Mama and I spent most of the time together – she alone, I unable to leave her. I worried how the world might change if even for a second I was to look away, to relax the grip of my gaze. I was convinced that if my attention was applied fully, disaster would be kept at bay and she would return whole and uncorrupted, no longer lost, stranded on the opposite bank, waiting alone. But although her unpredictability and her urgent stories tormented me, my vigil and what I then could only explain as her illness bound us into an intimacy that has since occupied the innermost memory I have of love. If love starts somewhere, if it is a hidden force that is brought out by a person, like light off a mirror, for me that person was her. There was anger, there was pity, even the dark warm embrace of hate, but always love and always the joy that surrounds the beginning of love.

3

That summer Ustath Rashid taught his son how to drive. He would prop Kareem up on a pillow and let him drive around the quiet streets of Gergarish. A week before we went to Lepcis, Kareem took his father's car keys without asking permission and drove me to the sea. He tried to get as close to the water as possible, but as soon as we reached the shore the wheels sank into the sand.

'Why won't you come to Lepcis?'

'Mama won't let me.'

'Stop making excuses, she already told Baba you can. What are you afraid of?'

'I am not afraid.' He didn't seem convinced. I worried he would think me a mommy's boy, so I told him. 'She's ill,' I said. 'I think she will die soon.'

'But all women are ill,' Kareem said. 'Mama bleeds all the time.'

'Really?'

'Yes.
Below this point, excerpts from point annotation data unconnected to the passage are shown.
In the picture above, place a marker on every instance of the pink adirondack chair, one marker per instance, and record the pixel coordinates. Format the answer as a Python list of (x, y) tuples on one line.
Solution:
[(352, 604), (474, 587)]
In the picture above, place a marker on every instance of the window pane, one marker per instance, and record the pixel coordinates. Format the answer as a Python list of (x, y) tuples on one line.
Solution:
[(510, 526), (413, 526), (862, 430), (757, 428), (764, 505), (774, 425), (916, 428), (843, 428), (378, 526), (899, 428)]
Sometimes I go into the bathroom and find the toilet water red. It's disgusting. It's their curse. But don't worry, it doesn't mean they will die.'

The water was as flat and still as oil. We ran until the water tripped us. We raced towards the turquoise, where the deep sea was cooler. I felt bad for Kareem, but also relieved that at least my mother didn't bleed.

'You'll love Lepcis.' He dived and tickled my feet.

Back on land we collected stones, wood and any rubbish we could find to stuff behind the wheels. The engine moaned and the car shifted sideways before it wriggled its way out of the sand.

Kareem had been to Lepcis Magna several times with his father. He had also seen Ghadames and Sabratha, the cave paintings in Fezzan. He had even been on a boat to Crete, where he said women swam naked. Like me, he was an only child. This was very rare because parents with only one offspring were always at the risk of leading people to believe that either the woman was no longer good, or, God forbid, both the mother and the father were objecting to God's Will. Mama was often asked why she didn't have more children. She would blush at the question. Baba blushed too when he was nudged by a friend and asked in a whisper why he didn't take another wife. Maybe it was this that in spite of the age difference – Kareem was twelve, where I was nine – had brought us close to one another. Because what united Kareem and me rarely felt like friendship, but something like blood or virtue. I wanted so much to be like him.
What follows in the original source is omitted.